Kraken Urges US Tax Overhaul for Crypto: De Minimis Exemption and Staking Relief

Crypto exchange Kraken urges US lawmakers to implement a de minimis tax exemption for small transactions and end "phantom income" taxation on staking, citing millions of unnecessar
Kraken Challenges US Crypto Tax Reporting Burden
In a significant move to simplify crypto tax compliance, leading exchange Kraken has publicly urged US lawmakers to implement a de minimis exemption for small digital asset transactions and to cease taxing unrealized staking rewards. This call to action follows Kraken's experience filing an astonishing 56 million tax forms (1099-DAs) with the IRS for the 2025 tax year, a figure that underscores the immense administrative load placed on both exchanges and individual users.
Kraken's advocacy highlights a critical friction point between an antiquated tax system and the burgeoning digital asset economy. The exchange contends that current regulations generate millions of "unnecessary forms," creating undue complexity and cost for American taxpayers.
The Weight of Micro-Transactions: Millions of Forms for Pennies
The sheer volume of tax forms reported by Kraken paints a vivid picture of the problem. Of the 56 million 1099-DAs issued, approximately 18.5 million were for transactions valued at less than $1. Expanding that scope, roughly 28 million forms covered transactions of $10 or less, and a staggering 75% were for amounts under $50. This data emphatically supports Kraken's argument that the current reporting thresholds are impractical and disproportionately burdensome for routine, small-value crypto activities.
A de minimis exemption, which would exclude these minor transactions from capital gains reporting, is presented as a straightforward solution to "eliminate millions of unnecessary forms." Such a change would align crypto tax policy more closely with traditional financial instruments, where small gains are often not subject to the same rigorous reporting.
Addressing "Phantom Income" from Staking Rewards
Beyond the de minimis exemption, Kraken is also pushing for an end to the taxation of "phantom income" derived from staking cryptocurrencies. Under current interpretations, stakers can be liable for taxes on rewards as they are received, even if those rewards have not been sold or converted into fiat currency. This creates a scenario where users "owe taxes on value they have not realized," forcing them to potentially sell a portion of their staked assets to cover tax liabilities, or face a tax bill on illiquid gains.
This issue is particularly pertinent for long-term holders and those actively participating in network security through staking, as it can disincentivize participation and create significant financial strain, especially during periods of market volatility where the value of rewards might fluctuate dramatically before realization.
Why This Matters for the Crypto Ecosystem
Kraken emphasizes that its recommendations are not merely self-serving. "This is not about helping crypto companies," the exchange stated, but rather about the "55 million Americans, spanning every state, age bracket and industry, who are navigating a tax system designed before digital assets existed."
For traders and investors, these proposed changes could significantly reduce the compliance overhead associated with frequent, small-scale transactions and staking.
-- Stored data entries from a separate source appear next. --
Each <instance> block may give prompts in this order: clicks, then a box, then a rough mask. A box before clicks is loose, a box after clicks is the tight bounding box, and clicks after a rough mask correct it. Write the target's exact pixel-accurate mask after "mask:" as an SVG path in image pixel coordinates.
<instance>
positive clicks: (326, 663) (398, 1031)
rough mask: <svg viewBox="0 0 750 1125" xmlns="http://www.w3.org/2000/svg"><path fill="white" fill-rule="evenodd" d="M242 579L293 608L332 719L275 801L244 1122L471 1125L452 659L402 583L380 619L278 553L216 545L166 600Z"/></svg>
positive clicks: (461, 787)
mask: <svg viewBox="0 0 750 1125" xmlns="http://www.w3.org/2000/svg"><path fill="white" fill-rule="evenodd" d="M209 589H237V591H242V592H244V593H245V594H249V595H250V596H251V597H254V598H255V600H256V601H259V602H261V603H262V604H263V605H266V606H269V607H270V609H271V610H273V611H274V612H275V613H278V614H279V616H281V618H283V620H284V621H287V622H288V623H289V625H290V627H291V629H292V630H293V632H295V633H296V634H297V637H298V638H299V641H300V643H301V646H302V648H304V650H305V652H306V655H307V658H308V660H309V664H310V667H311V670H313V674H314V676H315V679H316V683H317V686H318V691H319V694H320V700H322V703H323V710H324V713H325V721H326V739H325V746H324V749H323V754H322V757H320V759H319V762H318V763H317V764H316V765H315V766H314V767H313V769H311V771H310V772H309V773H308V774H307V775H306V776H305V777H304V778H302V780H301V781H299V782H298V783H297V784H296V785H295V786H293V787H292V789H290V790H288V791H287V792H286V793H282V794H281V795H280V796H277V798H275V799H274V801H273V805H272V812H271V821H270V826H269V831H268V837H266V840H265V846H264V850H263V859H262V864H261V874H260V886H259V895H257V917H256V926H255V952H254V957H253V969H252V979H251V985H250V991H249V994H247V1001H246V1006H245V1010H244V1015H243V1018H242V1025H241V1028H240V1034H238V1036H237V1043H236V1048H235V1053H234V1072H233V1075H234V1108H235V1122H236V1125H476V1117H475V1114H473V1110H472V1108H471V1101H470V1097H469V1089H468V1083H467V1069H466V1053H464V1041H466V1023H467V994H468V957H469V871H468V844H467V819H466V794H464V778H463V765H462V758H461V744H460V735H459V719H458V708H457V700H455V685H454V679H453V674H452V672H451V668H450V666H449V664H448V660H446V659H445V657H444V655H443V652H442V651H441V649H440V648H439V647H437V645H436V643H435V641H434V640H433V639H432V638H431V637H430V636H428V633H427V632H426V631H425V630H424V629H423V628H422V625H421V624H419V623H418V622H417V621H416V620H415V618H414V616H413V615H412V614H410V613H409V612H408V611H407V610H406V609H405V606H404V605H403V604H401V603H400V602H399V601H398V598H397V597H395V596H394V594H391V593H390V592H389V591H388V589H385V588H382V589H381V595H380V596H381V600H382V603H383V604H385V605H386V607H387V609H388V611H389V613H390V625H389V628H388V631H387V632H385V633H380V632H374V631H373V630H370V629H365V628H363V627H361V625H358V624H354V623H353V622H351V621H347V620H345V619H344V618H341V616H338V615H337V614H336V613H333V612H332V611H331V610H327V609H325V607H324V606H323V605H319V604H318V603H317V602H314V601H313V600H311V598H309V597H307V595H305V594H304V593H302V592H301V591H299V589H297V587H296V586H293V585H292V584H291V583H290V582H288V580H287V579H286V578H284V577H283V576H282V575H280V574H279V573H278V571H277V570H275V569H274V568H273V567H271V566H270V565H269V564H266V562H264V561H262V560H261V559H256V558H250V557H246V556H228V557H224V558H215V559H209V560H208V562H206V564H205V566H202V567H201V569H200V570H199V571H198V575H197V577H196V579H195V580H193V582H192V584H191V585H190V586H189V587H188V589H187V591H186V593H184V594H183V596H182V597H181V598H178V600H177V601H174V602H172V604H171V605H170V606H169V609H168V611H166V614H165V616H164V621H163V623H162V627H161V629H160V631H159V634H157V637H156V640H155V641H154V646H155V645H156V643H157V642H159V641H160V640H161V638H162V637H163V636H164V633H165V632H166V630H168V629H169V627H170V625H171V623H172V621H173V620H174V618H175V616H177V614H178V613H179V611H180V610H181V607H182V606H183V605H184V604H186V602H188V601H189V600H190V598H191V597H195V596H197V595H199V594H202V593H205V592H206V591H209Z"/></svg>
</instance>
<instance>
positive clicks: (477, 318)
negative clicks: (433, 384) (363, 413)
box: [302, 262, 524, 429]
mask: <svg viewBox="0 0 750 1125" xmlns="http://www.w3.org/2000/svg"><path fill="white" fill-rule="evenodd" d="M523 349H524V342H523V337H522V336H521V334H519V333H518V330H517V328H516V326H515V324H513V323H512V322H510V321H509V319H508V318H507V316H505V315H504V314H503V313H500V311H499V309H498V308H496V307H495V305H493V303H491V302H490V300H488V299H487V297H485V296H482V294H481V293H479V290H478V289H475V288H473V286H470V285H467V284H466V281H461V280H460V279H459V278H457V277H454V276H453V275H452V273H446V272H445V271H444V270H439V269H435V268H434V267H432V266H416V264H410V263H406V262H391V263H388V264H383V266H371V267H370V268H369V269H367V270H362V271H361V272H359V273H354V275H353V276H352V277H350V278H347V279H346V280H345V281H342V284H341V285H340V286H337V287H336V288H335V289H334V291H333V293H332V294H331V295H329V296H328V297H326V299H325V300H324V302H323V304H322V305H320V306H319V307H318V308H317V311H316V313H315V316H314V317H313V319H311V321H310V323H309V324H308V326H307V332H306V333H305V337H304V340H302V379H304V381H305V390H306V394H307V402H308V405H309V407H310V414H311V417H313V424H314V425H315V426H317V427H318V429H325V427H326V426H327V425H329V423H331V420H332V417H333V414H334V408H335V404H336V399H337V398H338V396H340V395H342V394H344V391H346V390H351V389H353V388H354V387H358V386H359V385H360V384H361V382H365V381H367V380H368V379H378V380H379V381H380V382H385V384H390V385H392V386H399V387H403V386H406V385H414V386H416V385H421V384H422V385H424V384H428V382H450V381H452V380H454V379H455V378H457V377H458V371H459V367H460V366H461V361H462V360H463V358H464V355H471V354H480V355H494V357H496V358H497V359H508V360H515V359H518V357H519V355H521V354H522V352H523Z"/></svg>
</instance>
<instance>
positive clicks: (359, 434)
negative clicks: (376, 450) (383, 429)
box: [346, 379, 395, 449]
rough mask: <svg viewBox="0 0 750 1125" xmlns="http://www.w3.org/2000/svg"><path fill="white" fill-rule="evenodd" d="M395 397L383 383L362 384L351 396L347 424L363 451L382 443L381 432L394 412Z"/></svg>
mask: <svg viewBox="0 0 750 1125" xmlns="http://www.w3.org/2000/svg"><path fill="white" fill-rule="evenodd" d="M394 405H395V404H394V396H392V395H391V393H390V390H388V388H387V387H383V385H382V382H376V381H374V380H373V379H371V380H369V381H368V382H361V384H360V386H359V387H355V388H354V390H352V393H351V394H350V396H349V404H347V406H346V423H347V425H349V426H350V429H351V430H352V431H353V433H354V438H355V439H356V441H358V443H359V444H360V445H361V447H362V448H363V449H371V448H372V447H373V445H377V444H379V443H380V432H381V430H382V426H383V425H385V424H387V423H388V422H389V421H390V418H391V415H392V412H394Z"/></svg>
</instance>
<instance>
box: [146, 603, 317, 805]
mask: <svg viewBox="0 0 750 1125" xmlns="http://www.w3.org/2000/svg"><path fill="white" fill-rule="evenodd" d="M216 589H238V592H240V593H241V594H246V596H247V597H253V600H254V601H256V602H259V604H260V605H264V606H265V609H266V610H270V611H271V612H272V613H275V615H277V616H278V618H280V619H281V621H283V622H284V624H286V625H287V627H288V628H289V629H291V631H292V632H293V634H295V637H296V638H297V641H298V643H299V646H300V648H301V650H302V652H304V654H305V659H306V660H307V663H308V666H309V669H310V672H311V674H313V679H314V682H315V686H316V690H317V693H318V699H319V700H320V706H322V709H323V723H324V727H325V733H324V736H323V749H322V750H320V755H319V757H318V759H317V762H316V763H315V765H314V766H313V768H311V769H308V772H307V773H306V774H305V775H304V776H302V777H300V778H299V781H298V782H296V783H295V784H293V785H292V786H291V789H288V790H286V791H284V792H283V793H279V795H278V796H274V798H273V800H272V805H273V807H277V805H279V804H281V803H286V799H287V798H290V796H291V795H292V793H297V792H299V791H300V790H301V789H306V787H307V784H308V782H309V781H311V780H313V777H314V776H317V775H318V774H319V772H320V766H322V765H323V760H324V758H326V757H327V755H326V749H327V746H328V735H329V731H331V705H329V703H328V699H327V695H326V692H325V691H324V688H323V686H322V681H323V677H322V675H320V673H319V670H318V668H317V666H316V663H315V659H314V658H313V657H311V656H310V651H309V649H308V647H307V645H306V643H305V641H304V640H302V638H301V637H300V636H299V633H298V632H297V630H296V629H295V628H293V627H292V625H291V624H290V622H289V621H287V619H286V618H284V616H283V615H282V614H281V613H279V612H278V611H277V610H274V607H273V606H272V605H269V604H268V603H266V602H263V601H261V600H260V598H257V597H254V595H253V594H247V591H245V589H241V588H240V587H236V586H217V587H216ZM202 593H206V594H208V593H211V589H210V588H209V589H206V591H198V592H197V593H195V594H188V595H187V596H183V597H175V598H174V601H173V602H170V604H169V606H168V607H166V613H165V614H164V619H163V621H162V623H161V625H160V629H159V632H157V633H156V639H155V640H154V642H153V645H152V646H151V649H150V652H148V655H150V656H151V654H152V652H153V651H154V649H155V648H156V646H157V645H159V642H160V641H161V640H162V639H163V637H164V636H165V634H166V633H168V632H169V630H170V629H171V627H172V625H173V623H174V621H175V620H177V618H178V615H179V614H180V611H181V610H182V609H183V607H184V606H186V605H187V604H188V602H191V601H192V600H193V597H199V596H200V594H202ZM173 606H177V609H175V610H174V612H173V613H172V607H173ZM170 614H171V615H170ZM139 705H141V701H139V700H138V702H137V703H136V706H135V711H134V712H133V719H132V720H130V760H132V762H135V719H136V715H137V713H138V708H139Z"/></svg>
A simplified tax framework could encourage broader participation in the crypto economy by removing a major deterrent for new entrants and reducing the administrative burden on active users. From a regulatory perspective, Congress faces the challenge of modernizing tax law to accommodate digital assets without stifling innovation or overburdening taxpayers.
The Broader Context of Tax Compliance
The challenges highlighted by Kraken are not isolated to the crypto sector. A report by Fortune, citing data from the nonprofit Tax Foundation, indicates that individual tax returns cost US taxpayers an estimated $146 billion annually in time and out-of-pocket expenses. The recent discontinuation of the IRS's free Direct File program in November 2025 further exacerbates the compliance landscape, making tax filing more costly and complex for many Americans.
While previous legislative attempts have considered de minimis exemptions for crypto, such as a draft bill suggesting a $200 threshold for stablecoin transactions, a comprehensive solution for all digital assets remains elusive. Kraken's public stance adds significant weight to the ongoing debate, pushing for a more pragmatic and user-friendly approach to crypto taxation that acknowledges the unique characteristics of digital assets.
Key points: Kraken advocates for a de minimis tax exemption for small crypto transactions to significantly reduce the current reporting burden on exchanges and users. • The exchange also seeks to eliminate "phantom income" taxation on unrealized staking rewards, arguing users shouldn't owe taxes on value they haven't yet sold. • Kraken filed 56 million 1099-DA forms for 2025, with 75% of these for transactions valued under $50, illustrating the scale of the current reporting challenge. • These proposed reforms aim to simplify tax compliance for millions of American crypto users and investors, fostering broader participation in the digital asset economy.